County Council announces a freeze on all non-essential funding

Buckinghamshire County Council has announced a freeze on non-essential spending to ensure it can meet the rising cost of looking after the most vulnerable people across Buckinghamshire.

The Council is taking decisive action to address a possible budget shortfall of almost £6m by March 2016, mainly due to increasing demand for social care for both adults and children.

Martin Tett, Leader of the Council, said: “Yesterday, my Cabinet and I agreed, in public, to a freeze on all non-essential spending until the end of the financial year to stop what could become a very challenging situation for us and the public.
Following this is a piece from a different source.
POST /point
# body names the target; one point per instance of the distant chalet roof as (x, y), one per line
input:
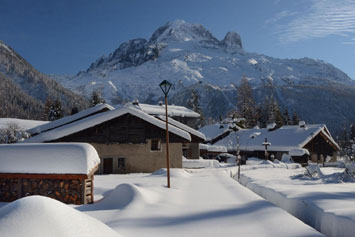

“External pressures and demand for services mean we face a potential overspend, despite the fact we are a well-run, efficient Council which has saved almost £100m over the past five years. It is precisely because we are well-run that we can see the early warning signs and react to them in time.

“Many county councils across the country are facing similar difficulties, not helped by the fact that we legally have to set a balanced budget at the beginning of every financial year.

“The main catalyst for our potential overspend is the significant increase in demand on services for vulnerable adults and children. There is little we can do about this because we have to give priority to safeguarding our old and our young.

“However, we can control other parts of Council spending. So, from now, spending will be frozen on non-essential, non-committed items until the end of March. By non-essential, we mean activities that we are not required to do by law. There will of course be exceptions because we have to keep the business going.

“The actions will include a freeze on the filling of non-essential vacancies. We will also be reviewing all agency and contracted posts, renewal of computer equipment, building adaptions and staff training, amongst other things. And the public will also see an impact in terms of highways and pavements maintenance, as we will need to postpone some routine repairs and improvement projects.

“I’m sorry to have to do this but if we don’t act, we could find we have no money left in reserves in a year or so.

“Managing the council’s budget is like managing your own household budget – as soon as you see the prospect of getting into debt, you tighten your belt.”